The iOS 11 security feature will prevent the user from being forced to unlock their iPhone using their fingerprint, a capability that will become more important once the iPhone 8 arrives.

iOS 11 Emergency SOS Feature Disables Touch ID

In the latest iOS 11 public beta, testers can turn on the Emergency SOS feature through the iPhone's settings. Once activated, users can press the lock/power button five times quickly to bring up an option to automatically call 911.

However, bringing up the option to call 911 is not the only thing that the Emergency SOS feature is capable of, as activating it will also disable Touch ID on the iPhone.

Currently, the only ways to disable Touch ID on an iPhone were to either restart it, wait for a few days, force it to lock by using the wrong fingers, or disable the feature in the device's settings. The new method presented by the iOS 11 Emergency SOS feature is both quicker and more discreet.

Why Would You Want To Disable Touch ID?

The capability of the Emergency SOS feature to disable Touch ID will come into play in situations when the user does not want to be forced to unlock his or her iPhone through their fingerprint.

These situations may be limited, but the feature will prevent other people from easily accessing their iPhone by pressing their finger on the device. It could be a robbery, with the thief looking to acquire sensitive information stored in an iPhone, or an arrest, protecting the user from unwarranted access to the contents of their device.

iOS 11 Emergency SOS Feature Preparing For Face ID?

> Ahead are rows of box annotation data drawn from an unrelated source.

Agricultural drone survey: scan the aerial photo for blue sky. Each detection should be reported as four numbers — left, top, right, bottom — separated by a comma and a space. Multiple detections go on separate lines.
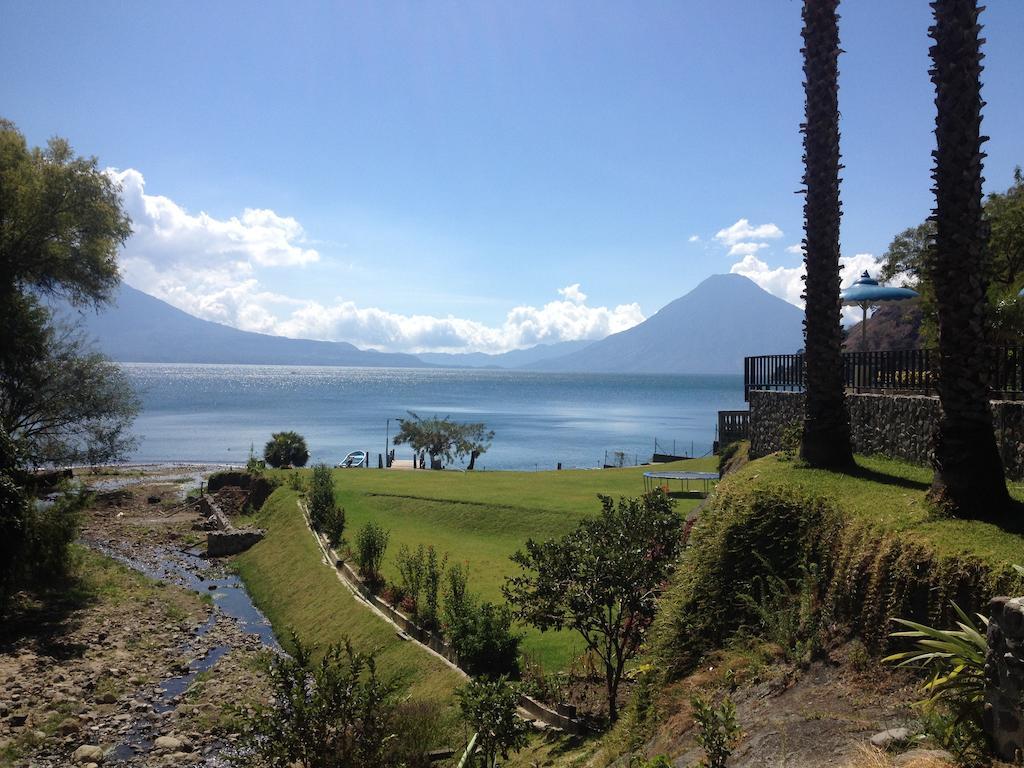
0, 0, 1024, 351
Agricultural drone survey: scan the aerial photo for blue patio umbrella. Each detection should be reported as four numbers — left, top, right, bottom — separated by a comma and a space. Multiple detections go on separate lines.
839, 269, 921, 352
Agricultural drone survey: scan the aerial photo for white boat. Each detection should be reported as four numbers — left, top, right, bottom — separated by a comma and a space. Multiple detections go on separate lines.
337, 451, 367, 469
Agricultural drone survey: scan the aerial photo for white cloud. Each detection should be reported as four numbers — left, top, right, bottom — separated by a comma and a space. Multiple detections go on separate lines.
729, 253, 878, 324
715, 219, 782, 246
728, 243, 768, 257
275, 294, 644, 352
109, 169, 644, 352
558, 283, 587, 304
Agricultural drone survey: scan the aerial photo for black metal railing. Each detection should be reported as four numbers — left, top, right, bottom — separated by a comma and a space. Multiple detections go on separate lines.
743, 346, 1024, 399
718, 411, 751, 445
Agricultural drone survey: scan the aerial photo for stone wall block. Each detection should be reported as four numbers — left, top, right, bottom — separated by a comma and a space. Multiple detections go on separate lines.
983, 597, 1024, 762
750, 391, 1024, 479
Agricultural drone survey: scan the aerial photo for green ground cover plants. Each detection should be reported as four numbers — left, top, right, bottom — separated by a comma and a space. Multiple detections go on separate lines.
653, 456, 1024, 675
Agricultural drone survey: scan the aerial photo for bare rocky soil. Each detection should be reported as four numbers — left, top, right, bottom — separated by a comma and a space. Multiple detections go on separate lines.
0, 468, 276, 767
634, 645, 952, 768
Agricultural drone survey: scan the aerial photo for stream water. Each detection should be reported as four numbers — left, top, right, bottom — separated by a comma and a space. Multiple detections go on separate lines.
84, 518, 284, 763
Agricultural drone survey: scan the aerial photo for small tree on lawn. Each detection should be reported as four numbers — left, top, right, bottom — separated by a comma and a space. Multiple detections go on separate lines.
263, 432, 309, 468
309, 464, 345, 547
394, 411, 495, 469
504, 490, 683, 722
457, 677, 529, 768
458, 423, 495, 470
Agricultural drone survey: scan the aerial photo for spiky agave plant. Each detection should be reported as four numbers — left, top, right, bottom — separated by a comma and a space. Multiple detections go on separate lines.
882, 603, 988, 717
927, 0, 1010, 522
800, 0, 853, 469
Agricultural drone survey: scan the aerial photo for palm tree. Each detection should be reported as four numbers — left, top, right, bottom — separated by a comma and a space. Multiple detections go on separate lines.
927, 0, 1009, 521
800, 0, 853, 469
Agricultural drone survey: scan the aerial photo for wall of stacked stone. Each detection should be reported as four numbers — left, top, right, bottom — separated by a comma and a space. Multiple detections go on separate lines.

The function of the Emergency SOS feature to disable Touch ID will likely also be expended to disable Face ID, if the rumors that the facial recognition technology are coming to the iPhone 8 turn out to be true.

While Face ID can provide greater convenience to users, it might lead to greater security risks. Instead of having to press the owner's finger on an iPhone to forcefully unlock it, the unauthorized user can simply hold it up to his or her face. As such, the Emergency SOS feature will also likely disable Face ID, leaving the passcode as the only option to access the iPhone.